Solve a mixed problem in the domain $t > 0, x > 0$ : $u_{t t}-4 u_{x x}=0, u(0, x)=e^x, u_t(0, x)=1, u(t, 0)=0$
Applying d'Alembert's method, the general solution to this diffetential equation it the following
$$ u(x,t)= f_1(x-at) +f_2(x+at). $$ where $$ f_1(x)= \dfrac{e^x}{2} -\frac{1}{4}\int_{0}^{x} 1 \,ds, $$ $$ f_2(x)= \dfrac{e^x}{2} +\frac{1}{4}\int_{0}^{x} 1 \,ds. $$
Because of the boundry condition $u(t, 0)=0$ the solution must be found (!) in the the form of
$$\Phi(x)=\left\{\begin{array}{ll}\varphi(x), & x>0, \\ -\varphi(-x), & x<0,\end{array} \quad \Psi(x)= \begin{cases}\psi(x), & x>0 \\ -\psi(-x), & x<0\end{cases}\right.$$
Introducing the new expressions for our initial conditions $$ u(0, x)=e^x=\varphi(x)\ \text{and} \ u_t(0, x)=1=\psi(x)$$
I suppoused that the following sytem is the an extension of the initial conditions on the whole plane (!!)

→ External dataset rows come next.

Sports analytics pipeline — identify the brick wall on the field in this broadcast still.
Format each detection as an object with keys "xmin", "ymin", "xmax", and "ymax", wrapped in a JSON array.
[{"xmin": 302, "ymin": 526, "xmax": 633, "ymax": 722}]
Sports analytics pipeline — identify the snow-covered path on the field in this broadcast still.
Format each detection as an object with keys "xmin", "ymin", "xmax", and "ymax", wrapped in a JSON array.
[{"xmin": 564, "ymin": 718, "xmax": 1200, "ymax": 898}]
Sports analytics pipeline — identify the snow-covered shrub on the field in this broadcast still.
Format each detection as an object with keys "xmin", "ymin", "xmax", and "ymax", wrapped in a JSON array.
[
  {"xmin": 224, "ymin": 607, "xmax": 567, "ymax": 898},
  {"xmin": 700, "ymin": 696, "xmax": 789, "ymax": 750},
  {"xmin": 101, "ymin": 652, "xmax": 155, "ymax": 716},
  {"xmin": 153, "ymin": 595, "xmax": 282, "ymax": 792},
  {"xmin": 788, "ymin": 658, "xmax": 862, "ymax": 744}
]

$$\Phi(x)=\left\{\begin{array}{ll} e^{x}, & x>0, \\ -e^{-x}, & x<0,\end{array} \quad \Psi(x)= \begin{cases}1, & x>0 \\ -1 & x<0\end{cases}\right.$$
Questions
(!) Why do we search the function on the whole plane if we are only interested by the conditions of the problem in $x>0, \ t>0$.
(!!) Can we say that this is the solution to Cauchy problem? $\left\{\begin{array}{l}u_{t t}=4^2 u_{x x}, t>0, x \in \mathbb{R} \\ \left.u\right|_{t=0}=\Phi(x),\left.u_t\right|_{t=0}=\Psi(x), x \in \mathbb{R}\end{array}\right.$